How My Grandmother's Legacy Lives On In Her Chicken Soup
August 13, 2005. The night of my 39th birthday. Instead of a happy celebration, that day became consumed with fear that my birthday would forever be known as the anniversary of my grandmother’s death. At 88 she had been in failing health, with many a scare that her last breath was fast approaching. On that Saturday night, I could hear the collision course in my head. My beloved grandmother was going to die on my birthday.
Hours after a family Hibachi dinner, my parents would head to the assisted living facility that had become Mama’s happy home. The pact became “No matter what the clock says, Mama is not going to die on August 13th.” Thankfully, it never came to that. She died at 3 a.m. on August 14th, which in my world was still too close for comfort.
To have a grandmother in your life for 39 years is a blessing most people can’t relate to. As I tried to cope with my grief, the words of consolation to just feel lucky that I had her for so long fell on deaf ears. What people failed to understand was the meaning behind having her for so long. Everything I did going forward held a memory or connection to her. I would stand in the kitchen cutting up a cantaloupe and remember how the first course of every dinner at her house was a wedge of melon. An escalator ride in Macy’s launched me into a flashback of being a little girl and going shopping with her. Driving past a car moving at a snail’s pace would remind me of the time she got a ticket for driving too slow. The memories surrounded me constantly, some bringing comfort and some fueling outbursts of sadness and tears.
One month after Mama’s passing, we were facing the first Jewish holidays without her. It had been years since she was at the helm of the celebration, but she didn’t need to be in the kitchen for us to enjoy her food. As a child who lost her mother at age 7, Mama had taught herself to cook some of the most delicious food I have ever tasted. Her brisket recipe was a must during the holidays, always accompanied by her famous green Jello with pineapple. But her one true signature dish would forever be her chicken soup, homemade for every holiday in a special pot that we all decided added an unknown magical ingredient to make it taste so good.
"The miracle of that first holiday and every single one that followed was the fact that Mama could still celebrate with us. The food made any house smell like her house. She could be there even when she wasn’t."

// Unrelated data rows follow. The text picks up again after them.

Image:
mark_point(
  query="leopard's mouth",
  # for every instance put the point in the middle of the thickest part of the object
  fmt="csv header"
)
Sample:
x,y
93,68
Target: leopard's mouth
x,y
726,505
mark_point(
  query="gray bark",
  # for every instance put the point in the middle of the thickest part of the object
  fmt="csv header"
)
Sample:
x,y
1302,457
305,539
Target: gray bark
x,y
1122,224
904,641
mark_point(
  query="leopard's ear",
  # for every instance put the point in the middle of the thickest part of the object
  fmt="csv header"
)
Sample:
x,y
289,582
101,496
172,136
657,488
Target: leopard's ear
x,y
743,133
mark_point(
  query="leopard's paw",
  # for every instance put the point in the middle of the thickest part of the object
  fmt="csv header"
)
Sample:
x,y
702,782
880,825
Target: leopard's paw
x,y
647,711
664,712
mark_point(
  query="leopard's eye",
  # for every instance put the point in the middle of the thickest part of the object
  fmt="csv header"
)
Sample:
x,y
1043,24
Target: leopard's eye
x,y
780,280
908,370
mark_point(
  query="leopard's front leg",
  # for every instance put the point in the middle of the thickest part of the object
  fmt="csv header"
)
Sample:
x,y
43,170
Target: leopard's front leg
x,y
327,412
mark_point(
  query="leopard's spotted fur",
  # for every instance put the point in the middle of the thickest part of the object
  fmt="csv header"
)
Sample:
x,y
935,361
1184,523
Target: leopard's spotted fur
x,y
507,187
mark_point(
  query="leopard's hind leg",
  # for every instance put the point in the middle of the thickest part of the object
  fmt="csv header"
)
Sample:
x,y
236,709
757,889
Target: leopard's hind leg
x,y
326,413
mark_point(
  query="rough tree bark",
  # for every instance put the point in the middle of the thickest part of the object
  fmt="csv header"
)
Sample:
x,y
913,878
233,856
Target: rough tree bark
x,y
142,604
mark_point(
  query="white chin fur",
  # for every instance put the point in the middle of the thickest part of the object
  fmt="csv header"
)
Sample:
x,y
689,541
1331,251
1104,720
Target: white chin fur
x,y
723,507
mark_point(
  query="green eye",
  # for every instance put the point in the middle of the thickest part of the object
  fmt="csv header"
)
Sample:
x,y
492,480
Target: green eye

The miracle of that first holiday and every single one that followed was the fact that Mama could still celebrate with us. The food made any house smell like her house. She could be there even when she wasn’t. And whenever it was my turn to make the soup, my dog would bark at her pot as if to say that she was proud of me for continuing our special family tradition.
Mama’s chicken soup became much more than what some people refer to as Jewish penicillin. For our family, it was now a bonding thread. There is something about that soup that instills excitement in every generation of our family. It’s a given that before every holiday someone in the family will ask, “Are we having Mama’s soup?” One cousin makes it a competition to have as many bowls as possible when we get together for Yom Kippur to break the fast. This year, he will proudly tell you that he downed five bowls, matzoh balls included. And during the first few months of the pandemic, my son refused to leave New York City until I lured him home with Mama’s soup. During those trying days, I was especially thankful for the power of that soup.
Mama’s soup also made its way onto the pages of my son’s college application. He was asked to write about a family legacy and he didn’t have to think twice about what subject matter to use. He went into great detail about the fresh ingredients, the amazing taste, and the immeasurable value of a fresh pot of soup. I’m sure there were many reasons that he received an acceptance letter, but deep in my heart I know that Mama’s soup had something to do with it.
Mama left behind a legacy that includes kindness, generosity, and overflowing amounts of unconditional love. As time naturally fades the recollections of our special moments together, I am so grateful that we have a way to consistently bring her back to life. Mortality is inevitable for all of us, but in our family, we have one way around the unavoidable ending: chicken soup never dies.